PROFIT warnings from Scottish companies have surged as global economic uncertainties, market instability and the slump in the oil price put pressure on listed businesses.
Six alerts were issued by firms headquartered north of the Border in the third quarter, representing 60 per cent of the current total for 2015, according to the latest EY profit warnings report, published today.
Across the UK, quoted companies issued 79 warnings in the three months to the end of September, a third more than the previous quarter when there were 57 – marking the biggest percentage increase in almost four years.
Profit warnings from the FTSE travel and leisure sector hit their highest level for almost eight years, according to the accountancy giant’s report.
Global growth concerns and market instability hit earnings forecasts this summer as China wrestled with its economic transition and US interest rates moved back onto the agenda, EY noted.

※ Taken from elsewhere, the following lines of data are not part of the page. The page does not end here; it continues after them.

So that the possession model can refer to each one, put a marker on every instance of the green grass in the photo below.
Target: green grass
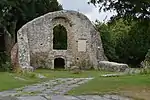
(7, 80)
(137, 86)
(67, 74)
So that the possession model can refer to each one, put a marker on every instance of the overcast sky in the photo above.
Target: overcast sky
(89, 10)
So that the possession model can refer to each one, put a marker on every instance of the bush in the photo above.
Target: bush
(124, 41)
(5, 64)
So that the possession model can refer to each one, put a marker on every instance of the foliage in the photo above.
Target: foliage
(124, 41)
(125, 8)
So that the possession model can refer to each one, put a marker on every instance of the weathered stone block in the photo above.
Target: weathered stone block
(35, 41)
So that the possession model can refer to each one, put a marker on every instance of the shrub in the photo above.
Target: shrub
(5, 64)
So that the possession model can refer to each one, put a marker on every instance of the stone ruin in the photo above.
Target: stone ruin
(36, 44)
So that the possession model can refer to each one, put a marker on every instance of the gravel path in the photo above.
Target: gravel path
(54, 90)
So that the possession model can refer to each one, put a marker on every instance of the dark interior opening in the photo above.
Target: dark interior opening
(2, 43)
(59, 63)
(60, 37)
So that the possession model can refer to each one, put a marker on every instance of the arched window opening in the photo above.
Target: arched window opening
(59, 63)
(60, 37)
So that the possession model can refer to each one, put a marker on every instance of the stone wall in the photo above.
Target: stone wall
(35, 40)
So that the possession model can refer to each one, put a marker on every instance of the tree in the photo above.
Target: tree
(126, 8)
(124, 41)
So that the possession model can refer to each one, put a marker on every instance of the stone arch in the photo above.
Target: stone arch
(59, 63)
(59, 37)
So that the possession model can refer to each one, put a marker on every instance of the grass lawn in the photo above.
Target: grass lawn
(136, 86)
(8, 80)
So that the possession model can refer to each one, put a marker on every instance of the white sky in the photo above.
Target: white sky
(89, 10)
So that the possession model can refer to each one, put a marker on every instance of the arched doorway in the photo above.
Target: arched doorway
(59, 63)
(59, 37)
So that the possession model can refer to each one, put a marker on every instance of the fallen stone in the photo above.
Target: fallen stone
(112, 66)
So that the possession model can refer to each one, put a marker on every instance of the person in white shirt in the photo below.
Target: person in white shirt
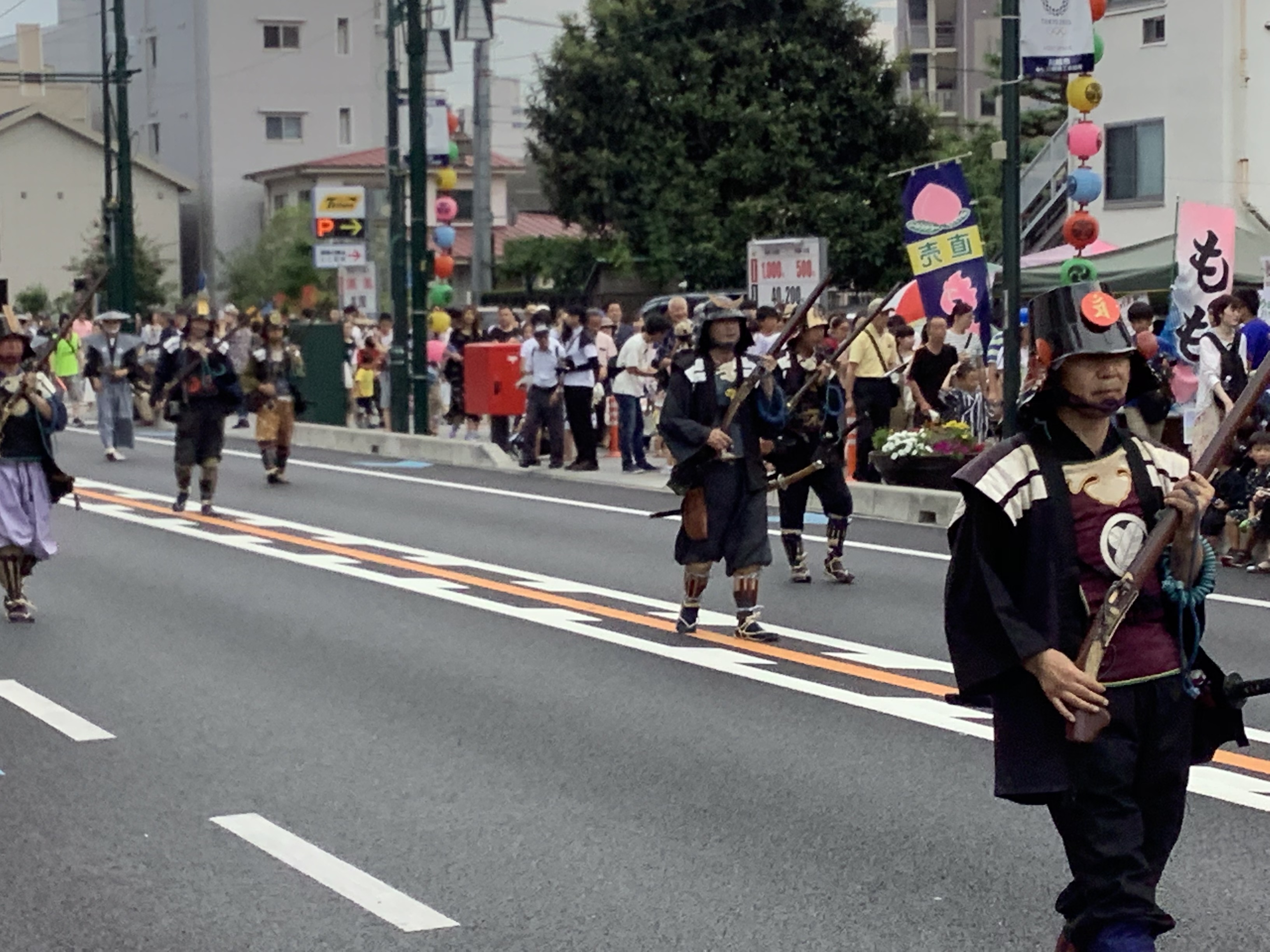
(962, 338)
(542, 362)
(582, 365)
(637, 369)
(769, 332)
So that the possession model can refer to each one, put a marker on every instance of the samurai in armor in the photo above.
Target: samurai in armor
(197, 385)
(271, 381)
(813, 433)
(722, 471)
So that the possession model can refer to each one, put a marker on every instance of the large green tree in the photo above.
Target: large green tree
(691, 126)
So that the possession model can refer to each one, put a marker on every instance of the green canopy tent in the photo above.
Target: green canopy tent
(1151, 266)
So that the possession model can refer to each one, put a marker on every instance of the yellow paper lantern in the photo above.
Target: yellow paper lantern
(439, 322)
(1084, 93)
(446, 178)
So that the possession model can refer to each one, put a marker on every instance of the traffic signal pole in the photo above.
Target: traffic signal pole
(399, 364)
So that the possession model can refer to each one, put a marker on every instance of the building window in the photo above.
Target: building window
(1136, 162)
(281, 36)
(284, 128)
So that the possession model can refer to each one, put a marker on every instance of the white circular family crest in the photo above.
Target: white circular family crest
(1122, 540)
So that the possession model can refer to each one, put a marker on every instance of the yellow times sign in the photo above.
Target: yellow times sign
(942, 250)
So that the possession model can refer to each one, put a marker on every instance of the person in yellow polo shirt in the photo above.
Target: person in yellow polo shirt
(65, 365)
(870, 391)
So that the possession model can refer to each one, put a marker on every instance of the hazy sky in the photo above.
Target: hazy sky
(515, 47)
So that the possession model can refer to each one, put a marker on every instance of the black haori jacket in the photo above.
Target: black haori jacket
(1014, 591)
(691, 410)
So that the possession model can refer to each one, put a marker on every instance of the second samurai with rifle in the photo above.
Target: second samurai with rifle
(721, 467)
(812, 432)
(1056, 521)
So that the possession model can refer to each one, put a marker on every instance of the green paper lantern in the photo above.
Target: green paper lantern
(1076, 271)
(440, 294)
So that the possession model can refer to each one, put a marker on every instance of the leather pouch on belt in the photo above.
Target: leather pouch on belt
(695, 523)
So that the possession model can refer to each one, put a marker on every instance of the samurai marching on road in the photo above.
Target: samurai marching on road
(721, 466)
(112, 366)
(812, 434)
(31, 412)
(271, 381)
(197, 388)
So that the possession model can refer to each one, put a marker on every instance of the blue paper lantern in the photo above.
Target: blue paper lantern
(1084, 186)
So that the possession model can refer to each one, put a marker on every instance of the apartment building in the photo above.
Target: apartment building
(232, 87)
(949, 45)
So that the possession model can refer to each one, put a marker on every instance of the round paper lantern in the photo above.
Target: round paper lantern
(1081, 230)
(1077, 271)
(1084, 93)
(440, 294)
(1085, 140)
(444, 236)
(1084, 186)
(447, 179)
(447, 210)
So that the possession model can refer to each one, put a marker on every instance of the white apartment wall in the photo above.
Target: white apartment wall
(1191, 82)
(61, 178)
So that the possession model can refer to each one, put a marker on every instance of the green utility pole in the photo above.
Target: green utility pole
(1011, 240)
(125, 243)
(109, 157)
(399, 356)
(421, 262)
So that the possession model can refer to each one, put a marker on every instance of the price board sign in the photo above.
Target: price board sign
(785, 271)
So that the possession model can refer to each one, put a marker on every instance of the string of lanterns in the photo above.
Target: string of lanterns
(1084, 186)
(446, 210)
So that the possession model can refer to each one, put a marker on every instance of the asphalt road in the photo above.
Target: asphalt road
(416, 697)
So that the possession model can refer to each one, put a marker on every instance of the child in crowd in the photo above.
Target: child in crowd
(364, 386)
(963, 399)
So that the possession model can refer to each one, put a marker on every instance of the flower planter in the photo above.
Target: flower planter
(919, 471)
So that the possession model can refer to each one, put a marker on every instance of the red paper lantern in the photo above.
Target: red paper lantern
(1081, 230)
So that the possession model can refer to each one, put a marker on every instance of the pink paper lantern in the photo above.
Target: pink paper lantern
(1085, 140)
(447, 210)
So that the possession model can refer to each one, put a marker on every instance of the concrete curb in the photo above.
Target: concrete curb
(399, 446)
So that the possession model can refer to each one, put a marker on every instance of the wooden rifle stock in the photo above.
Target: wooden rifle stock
(832, 360)
(1124, 592)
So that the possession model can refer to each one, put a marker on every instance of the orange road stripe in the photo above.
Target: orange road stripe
(830, 664)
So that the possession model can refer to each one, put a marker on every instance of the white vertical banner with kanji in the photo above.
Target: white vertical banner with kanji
(359, 287)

Many industries are also being buffeted by “disruptive forces”, leaving businesses struggling to generate returns from the new digital economy.
Colin Dempster, head of restructuring at EY in Scotland, said: “Six is a significantly high number of profit warnings in one quarter compared to historical averages. As well as the factors affecting the UK, the slowdown in Scotland’s north-east, for so long a real engine of growth, is starting to impact the broader Scotland picture.
“The key word here is confidence and when that starts to erode, consumers vote with their feet.”
He added: “The outlook for Scotland is mixed. We can expect a continuance of the low oil price to have a wider effect in 2016.”